R.C. Je ne me permettrais pas de vous faire des compliments, mais je pense que c’est la position juste. S’il y a statut, il existe un minimum de droits de nature non contractuelle. Et effectivement, même des travailleurs dont la situation est la plus fragile devraient en bénéficier.

A.LP. L’existence en France d’un Statut général des fonctionnaires et de personnels sous statuts dans les entreprises publiques est justifiée par le service de l’intérêt général dans une conception extensive du service public. La revendication d’un « statut du travail salarié » ou d’une « réappropriation sociale » de leur condition par les salariés du secteur privé suggère l’idée d’une convergence des « statuts ». Pensez-vous qu’il pourrait y avoir là dans l’avenir une base d’action pour le mouvement syndical ?

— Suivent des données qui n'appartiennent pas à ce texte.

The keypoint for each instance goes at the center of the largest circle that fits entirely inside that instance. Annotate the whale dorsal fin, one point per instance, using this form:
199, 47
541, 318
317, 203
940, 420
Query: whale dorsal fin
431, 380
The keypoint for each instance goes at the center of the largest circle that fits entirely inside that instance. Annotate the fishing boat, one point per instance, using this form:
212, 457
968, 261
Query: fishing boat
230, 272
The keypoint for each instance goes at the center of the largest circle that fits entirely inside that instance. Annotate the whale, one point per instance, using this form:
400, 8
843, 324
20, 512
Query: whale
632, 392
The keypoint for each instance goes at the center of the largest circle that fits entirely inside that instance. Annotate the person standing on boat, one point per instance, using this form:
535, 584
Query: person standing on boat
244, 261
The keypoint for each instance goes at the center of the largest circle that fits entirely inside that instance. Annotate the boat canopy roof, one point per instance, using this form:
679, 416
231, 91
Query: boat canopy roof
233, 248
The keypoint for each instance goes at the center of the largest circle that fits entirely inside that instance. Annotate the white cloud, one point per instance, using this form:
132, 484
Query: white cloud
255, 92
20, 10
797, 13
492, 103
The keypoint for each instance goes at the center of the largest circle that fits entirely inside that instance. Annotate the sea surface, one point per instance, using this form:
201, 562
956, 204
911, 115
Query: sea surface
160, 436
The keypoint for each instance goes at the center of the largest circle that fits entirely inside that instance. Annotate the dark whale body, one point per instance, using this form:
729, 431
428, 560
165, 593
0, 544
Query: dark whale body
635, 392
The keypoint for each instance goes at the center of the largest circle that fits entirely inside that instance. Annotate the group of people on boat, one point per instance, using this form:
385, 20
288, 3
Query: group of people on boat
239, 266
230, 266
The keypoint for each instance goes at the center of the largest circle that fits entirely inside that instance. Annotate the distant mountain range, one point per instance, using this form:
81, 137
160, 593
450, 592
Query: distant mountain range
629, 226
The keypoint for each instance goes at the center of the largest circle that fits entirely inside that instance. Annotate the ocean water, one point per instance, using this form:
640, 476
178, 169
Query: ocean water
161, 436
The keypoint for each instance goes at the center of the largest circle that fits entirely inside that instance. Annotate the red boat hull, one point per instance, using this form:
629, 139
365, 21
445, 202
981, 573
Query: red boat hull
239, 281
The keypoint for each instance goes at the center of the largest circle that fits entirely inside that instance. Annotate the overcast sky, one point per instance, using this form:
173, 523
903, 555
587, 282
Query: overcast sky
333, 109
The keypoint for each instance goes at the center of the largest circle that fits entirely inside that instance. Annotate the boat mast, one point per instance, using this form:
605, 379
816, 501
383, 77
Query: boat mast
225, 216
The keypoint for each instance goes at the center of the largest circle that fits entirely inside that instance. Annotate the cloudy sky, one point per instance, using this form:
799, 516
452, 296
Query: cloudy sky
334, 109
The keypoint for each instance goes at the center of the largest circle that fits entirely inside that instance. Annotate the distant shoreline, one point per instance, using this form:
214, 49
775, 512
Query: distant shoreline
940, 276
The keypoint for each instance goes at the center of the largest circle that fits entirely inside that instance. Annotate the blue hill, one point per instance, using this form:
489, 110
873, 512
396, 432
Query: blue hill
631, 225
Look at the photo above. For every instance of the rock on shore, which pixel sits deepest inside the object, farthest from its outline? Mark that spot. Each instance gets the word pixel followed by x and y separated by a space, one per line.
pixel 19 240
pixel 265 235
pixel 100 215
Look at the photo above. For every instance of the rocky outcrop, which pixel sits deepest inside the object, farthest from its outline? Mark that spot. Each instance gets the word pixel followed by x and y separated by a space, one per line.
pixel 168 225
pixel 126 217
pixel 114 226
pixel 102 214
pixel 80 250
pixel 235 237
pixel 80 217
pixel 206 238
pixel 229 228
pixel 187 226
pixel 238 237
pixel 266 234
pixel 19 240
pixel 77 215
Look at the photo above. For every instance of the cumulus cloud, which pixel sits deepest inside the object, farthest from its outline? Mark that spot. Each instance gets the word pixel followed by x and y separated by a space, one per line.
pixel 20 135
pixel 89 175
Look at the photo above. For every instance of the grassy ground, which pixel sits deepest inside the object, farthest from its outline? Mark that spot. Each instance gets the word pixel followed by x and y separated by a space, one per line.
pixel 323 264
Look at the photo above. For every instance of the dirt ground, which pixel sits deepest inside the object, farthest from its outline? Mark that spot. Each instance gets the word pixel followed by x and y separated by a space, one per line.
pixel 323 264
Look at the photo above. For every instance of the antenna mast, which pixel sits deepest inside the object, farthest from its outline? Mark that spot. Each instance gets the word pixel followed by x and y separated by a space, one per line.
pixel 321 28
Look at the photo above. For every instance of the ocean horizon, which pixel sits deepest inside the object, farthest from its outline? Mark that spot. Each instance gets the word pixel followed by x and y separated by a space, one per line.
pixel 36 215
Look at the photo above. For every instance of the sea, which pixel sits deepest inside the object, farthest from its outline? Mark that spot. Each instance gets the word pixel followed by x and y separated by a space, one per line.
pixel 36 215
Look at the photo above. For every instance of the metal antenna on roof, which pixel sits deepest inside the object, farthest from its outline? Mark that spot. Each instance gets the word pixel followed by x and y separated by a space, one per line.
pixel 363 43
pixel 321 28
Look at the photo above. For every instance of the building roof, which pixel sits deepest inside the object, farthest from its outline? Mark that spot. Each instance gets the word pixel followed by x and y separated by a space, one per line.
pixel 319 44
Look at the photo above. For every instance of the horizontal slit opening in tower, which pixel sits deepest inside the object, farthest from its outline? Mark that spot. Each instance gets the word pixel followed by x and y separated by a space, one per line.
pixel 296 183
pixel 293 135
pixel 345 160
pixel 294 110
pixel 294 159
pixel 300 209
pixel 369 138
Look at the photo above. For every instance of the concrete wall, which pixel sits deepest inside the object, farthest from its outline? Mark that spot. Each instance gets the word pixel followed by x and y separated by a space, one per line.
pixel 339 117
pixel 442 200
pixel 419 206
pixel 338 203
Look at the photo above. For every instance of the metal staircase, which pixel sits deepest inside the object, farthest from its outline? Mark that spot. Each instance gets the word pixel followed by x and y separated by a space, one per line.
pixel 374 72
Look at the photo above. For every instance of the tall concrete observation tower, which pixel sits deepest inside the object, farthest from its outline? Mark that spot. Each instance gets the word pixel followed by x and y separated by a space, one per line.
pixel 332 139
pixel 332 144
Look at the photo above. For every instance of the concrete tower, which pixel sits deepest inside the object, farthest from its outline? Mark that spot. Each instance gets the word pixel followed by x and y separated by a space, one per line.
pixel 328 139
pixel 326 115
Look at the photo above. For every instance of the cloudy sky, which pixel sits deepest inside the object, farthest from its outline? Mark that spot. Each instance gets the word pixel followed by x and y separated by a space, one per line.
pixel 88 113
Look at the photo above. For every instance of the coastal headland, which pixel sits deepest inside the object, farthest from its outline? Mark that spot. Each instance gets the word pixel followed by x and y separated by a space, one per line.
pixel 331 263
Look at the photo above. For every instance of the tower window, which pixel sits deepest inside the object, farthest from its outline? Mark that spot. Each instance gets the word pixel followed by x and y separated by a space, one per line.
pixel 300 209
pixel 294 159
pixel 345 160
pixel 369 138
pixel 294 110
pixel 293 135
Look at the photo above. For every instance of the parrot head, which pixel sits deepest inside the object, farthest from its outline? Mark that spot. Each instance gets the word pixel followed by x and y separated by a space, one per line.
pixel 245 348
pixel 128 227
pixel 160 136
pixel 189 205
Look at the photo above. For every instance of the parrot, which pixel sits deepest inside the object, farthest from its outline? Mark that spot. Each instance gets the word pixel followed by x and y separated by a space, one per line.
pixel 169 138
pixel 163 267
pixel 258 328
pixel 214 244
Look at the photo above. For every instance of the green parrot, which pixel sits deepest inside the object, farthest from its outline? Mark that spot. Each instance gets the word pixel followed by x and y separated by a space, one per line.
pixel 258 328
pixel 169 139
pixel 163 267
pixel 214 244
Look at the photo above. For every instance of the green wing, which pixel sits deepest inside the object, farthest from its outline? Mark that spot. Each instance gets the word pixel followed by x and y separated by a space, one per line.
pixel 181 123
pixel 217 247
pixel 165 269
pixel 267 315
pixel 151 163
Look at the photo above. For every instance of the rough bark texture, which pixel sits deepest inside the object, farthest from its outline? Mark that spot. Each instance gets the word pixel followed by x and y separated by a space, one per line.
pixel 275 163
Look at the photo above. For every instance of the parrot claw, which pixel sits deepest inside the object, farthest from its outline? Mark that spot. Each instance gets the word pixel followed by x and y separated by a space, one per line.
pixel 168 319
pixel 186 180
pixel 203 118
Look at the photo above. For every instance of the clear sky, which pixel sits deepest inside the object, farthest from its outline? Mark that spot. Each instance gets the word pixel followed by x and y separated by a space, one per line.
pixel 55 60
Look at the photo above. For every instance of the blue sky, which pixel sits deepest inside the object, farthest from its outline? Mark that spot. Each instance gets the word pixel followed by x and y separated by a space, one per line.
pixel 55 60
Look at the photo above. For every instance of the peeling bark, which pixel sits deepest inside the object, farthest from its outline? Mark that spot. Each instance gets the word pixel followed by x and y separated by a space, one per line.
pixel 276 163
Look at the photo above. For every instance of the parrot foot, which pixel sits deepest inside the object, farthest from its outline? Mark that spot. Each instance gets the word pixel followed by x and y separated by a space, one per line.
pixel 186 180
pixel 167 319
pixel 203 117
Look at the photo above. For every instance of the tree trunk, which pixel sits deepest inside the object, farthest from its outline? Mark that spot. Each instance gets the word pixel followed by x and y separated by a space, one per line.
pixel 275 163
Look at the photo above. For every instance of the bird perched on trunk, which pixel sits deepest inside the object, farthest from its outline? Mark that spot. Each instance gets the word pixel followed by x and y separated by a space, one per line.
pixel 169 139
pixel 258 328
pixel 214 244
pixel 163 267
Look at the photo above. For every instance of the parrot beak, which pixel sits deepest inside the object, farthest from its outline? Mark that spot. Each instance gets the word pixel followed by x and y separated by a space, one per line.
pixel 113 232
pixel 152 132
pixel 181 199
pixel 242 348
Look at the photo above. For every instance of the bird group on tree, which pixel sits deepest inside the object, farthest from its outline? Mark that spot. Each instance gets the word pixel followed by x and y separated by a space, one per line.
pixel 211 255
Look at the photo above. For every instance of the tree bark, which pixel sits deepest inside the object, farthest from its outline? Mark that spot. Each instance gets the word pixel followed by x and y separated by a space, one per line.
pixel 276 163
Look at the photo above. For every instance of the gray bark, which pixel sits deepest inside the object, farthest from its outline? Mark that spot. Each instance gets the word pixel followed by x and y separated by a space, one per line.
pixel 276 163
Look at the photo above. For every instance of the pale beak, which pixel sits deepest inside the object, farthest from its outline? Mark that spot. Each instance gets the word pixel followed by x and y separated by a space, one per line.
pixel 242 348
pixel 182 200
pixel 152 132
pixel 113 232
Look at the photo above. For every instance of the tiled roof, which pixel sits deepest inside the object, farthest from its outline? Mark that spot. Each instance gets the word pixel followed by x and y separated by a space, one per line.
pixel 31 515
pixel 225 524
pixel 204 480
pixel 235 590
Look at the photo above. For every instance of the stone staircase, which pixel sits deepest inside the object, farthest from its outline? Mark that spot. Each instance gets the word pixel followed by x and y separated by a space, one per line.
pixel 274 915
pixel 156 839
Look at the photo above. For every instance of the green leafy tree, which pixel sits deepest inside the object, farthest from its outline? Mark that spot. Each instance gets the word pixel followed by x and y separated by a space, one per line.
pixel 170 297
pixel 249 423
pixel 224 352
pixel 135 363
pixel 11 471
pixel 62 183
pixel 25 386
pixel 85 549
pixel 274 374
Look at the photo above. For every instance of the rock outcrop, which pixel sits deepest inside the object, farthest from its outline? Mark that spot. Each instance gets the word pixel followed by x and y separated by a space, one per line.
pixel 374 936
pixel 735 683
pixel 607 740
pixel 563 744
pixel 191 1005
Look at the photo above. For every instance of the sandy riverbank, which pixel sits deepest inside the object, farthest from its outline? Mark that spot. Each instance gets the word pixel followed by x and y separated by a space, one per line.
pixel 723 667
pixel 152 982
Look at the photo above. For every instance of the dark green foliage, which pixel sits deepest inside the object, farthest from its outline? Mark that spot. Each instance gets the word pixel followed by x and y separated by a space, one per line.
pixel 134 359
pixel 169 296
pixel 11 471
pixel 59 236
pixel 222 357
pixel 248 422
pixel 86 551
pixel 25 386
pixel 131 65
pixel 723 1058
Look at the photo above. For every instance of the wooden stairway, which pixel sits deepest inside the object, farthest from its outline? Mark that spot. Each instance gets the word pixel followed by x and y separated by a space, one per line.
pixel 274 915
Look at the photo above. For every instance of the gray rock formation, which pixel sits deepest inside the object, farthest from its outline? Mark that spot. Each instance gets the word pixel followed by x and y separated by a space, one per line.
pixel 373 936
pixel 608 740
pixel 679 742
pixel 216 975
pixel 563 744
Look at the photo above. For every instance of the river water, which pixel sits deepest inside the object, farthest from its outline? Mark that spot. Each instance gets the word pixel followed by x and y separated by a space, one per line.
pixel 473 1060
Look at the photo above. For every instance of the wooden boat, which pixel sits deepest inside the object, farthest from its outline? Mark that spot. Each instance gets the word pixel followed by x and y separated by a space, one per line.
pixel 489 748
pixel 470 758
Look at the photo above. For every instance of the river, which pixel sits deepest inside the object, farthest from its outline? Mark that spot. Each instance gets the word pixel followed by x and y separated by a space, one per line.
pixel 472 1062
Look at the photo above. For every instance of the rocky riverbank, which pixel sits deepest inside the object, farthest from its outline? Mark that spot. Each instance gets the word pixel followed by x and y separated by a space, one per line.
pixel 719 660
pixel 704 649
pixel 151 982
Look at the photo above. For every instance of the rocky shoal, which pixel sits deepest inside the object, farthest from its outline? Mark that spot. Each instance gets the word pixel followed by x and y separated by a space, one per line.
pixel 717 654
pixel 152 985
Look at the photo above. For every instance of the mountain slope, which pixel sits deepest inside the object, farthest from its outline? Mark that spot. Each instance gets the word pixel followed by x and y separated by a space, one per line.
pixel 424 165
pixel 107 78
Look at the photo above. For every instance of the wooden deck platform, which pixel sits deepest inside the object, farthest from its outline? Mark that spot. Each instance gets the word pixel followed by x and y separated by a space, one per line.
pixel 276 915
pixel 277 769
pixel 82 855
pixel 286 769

R.C. Je ne me sens pas autorisé à répondre à cette question car elle est de la responsabilité des syndicats, c’est à eux de définir leurs priorités. Faudrait-il homogénéiser les statuts ? Je suppose que cela soulève des problèmes très difficiles. Par contre il me paraît être incontestablement de la responsabilité des syndicats de salariés, à défaut de faire converger les statuts, au moins de défendre la consistance des statuts, même s’ils demeurent différents, et aussi de militer pour renforcer les statuts les plus fragiles. C’est en effet un champ stratégique de lutte contre la précarité qui est une menace pour l’ensemble des salariés.

A.LP. Dans la crise financière qui s’est développée au cours de l’année passée, on a relevé le caractère d’ « amortisseur social » du service public. Partagez-vous cette appréciation ? Quelles conséquences en tireriez-vous ?

R.C. Non seulement les services publics, mais plus largement les protections de notre système social ont effectivement joué un rôle d’amortisseur en préservant des services et des ressources qui n’étaient pas emportés par la folie de la spéculation financière. Même le Président de la République l’a reconnu. La conséquence logique de ce constat serait qu’il faudrait défendre et même renforcer ces garde-fous face à l’hégémonie du marché. Mais il ne semble pas que ce soit la voie que l’on emprunte actuellement.